Source Pravda.Ru

Russia increases participation in international humanitarian operations

Food aid to the North Korean people is Russia's first large-scale experience of participating in a UN international humanitarian operation, Russian Deputy Foreign Minister Yuri Fedotov announced in Moscow on Monday after emergency food aid had been sent to North Korea.

For the first time this has been done "in close cooperation with the World Food Program, the UN largest humanitarian institution that provides emergency food aid," he pointed out. "Thus, it is Russia's first large-scale experience of participating in a UN international humanitarian operation," he said.

He recalled that North Korea was to receive quite a tangible aid of almost 35,000 tons of wheat. "This should alleviate the tension caused by the difficult food situation in the country," Fedotov added.

"We hope that other countries will also make possible contribution to helping the distressed people of North Korea," he said.
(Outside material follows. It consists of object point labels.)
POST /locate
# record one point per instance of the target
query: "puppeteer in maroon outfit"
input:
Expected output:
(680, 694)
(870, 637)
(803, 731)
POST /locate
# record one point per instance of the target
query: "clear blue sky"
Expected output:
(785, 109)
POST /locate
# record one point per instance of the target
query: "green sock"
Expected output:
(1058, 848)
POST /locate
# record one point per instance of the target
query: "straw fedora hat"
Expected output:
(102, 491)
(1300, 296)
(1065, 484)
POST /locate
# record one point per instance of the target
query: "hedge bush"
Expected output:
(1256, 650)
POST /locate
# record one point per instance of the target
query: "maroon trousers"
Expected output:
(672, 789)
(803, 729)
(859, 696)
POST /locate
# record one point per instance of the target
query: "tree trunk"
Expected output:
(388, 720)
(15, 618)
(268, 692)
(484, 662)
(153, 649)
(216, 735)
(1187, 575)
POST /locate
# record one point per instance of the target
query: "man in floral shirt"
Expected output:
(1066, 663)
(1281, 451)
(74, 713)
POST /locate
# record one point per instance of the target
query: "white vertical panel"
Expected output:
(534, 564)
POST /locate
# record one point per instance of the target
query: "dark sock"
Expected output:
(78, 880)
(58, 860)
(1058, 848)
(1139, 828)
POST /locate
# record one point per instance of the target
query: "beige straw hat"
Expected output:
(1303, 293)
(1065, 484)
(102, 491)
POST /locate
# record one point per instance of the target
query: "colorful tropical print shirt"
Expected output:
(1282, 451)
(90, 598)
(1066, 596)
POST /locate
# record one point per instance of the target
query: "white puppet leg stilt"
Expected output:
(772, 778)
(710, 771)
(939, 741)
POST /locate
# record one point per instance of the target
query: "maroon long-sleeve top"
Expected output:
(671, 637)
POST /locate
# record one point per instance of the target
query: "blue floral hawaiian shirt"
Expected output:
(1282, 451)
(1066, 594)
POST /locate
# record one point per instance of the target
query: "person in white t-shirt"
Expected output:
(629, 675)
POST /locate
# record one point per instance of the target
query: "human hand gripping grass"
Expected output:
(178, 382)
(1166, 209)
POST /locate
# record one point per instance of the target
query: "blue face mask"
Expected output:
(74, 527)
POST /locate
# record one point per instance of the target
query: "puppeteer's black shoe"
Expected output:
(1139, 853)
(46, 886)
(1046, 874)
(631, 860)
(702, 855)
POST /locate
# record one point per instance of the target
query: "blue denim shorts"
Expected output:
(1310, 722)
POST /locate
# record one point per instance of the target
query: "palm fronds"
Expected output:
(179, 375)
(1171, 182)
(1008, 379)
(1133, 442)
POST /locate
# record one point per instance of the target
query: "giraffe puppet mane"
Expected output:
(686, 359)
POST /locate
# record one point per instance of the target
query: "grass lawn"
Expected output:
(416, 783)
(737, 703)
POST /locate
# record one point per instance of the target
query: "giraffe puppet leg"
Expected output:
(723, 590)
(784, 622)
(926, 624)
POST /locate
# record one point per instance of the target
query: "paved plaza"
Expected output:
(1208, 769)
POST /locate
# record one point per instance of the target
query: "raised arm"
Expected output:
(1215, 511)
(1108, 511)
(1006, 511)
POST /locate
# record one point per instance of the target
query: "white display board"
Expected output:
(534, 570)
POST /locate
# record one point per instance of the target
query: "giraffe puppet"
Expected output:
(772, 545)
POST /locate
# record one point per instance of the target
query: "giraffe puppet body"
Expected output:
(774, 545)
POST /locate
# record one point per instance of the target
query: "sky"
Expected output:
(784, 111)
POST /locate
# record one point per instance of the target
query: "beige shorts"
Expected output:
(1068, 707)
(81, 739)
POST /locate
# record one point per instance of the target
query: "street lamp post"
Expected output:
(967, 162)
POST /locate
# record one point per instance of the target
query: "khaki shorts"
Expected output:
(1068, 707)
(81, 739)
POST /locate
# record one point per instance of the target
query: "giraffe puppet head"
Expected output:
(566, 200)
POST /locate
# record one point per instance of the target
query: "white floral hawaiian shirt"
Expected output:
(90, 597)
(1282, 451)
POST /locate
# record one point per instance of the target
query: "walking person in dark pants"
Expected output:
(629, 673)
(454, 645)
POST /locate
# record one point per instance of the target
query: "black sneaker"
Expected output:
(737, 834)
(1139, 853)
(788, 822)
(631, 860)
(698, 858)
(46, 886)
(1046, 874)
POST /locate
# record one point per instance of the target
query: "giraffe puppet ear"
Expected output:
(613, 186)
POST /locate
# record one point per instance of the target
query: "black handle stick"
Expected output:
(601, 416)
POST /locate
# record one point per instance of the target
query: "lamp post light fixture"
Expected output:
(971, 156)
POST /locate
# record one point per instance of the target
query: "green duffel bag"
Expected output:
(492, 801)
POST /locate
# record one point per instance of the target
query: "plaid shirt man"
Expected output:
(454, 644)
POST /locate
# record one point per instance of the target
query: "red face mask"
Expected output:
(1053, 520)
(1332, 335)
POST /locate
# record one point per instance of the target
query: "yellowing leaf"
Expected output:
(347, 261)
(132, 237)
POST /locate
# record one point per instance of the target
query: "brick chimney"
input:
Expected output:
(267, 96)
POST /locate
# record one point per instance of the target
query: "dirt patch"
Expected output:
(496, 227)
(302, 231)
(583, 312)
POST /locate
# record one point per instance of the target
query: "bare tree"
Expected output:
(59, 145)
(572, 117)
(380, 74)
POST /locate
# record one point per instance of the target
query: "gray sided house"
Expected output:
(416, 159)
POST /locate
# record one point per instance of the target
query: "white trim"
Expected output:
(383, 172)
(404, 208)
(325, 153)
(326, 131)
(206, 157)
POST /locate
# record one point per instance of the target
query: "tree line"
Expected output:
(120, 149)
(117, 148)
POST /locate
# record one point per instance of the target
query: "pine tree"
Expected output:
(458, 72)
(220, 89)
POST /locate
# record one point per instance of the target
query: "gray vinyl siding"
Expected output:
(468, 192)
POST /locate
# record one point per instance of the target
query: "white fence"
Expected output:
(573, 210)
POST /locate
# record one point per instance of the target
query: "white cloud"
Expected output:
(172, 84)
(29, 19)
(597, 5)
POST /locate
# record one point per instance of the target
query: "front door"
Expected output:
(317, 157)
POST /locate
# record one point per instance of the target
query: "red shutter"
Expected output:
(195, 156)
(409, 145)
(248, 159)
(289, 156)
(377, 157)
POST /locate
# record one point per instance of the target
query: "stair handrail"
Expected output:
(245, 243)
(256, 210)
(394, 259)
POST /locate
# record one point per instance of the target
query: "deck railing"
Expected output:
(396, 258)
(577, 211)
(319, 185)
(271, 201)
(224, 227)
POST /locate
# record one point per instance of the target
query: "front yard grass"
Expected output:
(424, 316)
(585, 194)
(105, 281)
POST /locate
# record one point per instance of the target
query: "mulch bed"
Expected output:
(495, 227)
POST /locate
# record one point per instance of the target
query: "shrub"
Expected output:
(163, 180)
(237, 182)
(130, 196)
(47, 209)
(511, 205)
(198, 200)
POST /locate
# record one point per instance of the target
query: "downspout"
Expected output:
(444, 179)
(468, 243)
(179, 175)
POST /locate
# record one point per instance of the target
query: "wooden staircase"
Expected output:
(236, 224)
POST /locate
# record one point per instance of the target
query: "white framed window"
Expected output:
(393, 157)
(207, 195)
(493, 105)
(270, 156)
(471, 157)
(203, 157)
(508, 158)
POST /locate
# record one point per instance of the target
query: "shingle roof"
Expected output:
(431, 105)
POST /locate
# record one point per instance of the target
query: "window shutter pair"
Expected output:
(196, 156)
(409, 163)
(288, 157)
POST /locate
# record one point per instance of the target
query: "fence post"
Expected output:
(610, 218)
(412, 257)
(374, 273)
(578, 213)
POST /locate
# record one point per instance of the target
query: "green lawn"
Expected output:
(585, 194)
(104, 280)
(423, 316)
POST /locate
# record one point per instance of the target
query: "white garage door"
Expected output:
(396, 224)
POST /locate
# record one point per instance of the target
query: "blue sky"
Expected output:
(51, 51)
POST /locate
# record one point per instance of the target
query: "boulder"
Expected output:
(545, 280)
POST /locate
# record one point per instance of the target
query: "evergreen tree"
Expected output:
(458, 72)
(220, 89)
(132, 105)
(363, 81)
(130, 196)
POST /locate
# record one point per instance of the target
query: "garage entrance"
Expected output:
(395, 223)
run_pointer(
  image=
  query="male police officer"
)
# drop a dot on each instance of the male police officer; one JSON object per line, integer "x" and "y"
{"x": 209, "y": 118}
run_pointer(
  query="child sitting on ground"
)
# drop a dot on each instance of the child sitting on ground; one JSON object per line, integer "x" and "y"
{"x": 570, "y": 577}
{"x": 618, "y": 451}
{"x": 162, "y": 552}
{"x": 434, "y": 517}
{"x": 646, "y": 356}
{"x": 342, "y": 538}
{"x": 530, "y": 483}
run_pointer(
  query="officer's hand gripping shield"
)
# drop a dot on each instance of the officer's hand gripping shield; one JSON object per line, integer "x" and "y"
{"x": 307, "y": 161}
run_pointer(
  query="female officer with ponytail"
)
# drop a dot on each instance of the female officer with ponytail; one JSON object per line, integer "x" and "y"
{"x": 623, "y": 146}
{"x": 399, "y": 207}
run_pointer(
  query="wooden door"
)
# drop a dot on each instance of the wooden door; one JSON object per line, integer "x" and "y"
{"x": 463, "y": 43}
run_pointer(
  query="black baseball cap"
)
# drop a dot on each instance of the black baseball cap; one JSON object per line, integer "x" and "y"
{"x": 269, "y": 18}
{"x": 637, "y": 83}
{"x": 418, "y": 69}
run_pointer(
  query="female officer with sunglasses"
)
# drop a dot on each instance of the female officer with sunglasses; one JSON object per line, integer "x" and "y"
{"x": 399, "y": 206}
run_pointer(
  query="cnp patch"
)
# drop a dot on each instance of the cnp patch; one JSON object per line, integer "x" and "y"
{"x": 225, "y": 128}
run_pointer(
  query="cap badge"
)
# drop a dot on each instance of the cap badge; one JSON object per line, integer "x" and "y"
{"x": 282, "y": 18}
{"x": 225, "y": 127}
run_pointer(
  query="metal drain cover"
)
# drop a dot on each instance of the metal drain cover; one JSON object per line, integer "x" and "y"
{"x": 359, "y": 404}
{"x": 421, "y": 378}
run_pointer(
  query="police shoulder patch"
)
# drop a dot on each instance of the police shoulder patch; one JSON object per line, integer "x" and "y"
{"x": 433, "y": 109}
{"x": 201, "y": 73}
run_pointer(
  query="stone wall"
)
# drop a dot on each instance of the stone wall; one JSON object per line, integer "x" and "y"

Last year Russia for the first time became donor of the UN World Food Program and the Office of the UN High Commissioner for Refugees, contributing to their funds $11 million and $2 million respectively as voluntary target donations.

Fedotov refuted the speculations that the growing humanitarian generosity of the Russian government encroached on the interests of its own people.

"If we are talking of Russia's target donations to the World Food Program, such estimations are not true," he said.

"Coordinating our donor participation with the UN humanitarian agencies, as is the case with North Korea, we assume that most of the funds contributed by Russia will be used to purchase food from Russian producers and to deliver it to recipient countries by Russian carriers if possible. Thus, taking part in international operations we indirectly return most of the contributed money and sponsor Russia's industrial sector," the deputy minister explained.

"Russia's increased participation in international humanitarian operations has become possible only thanks to positive developments in the Russian economy," he emphasized.

"As Russia's economic growth continues in line with President Putin's task of doubling the country's GDP, its participation in international efforts to provide humanitarian aid and eliminate the consequences of humanitarian and industrial catastrophes may increase. This is in line with the main principles of Russia's foreign policy, interests of strengthening its international prestige," Fedotov underlined.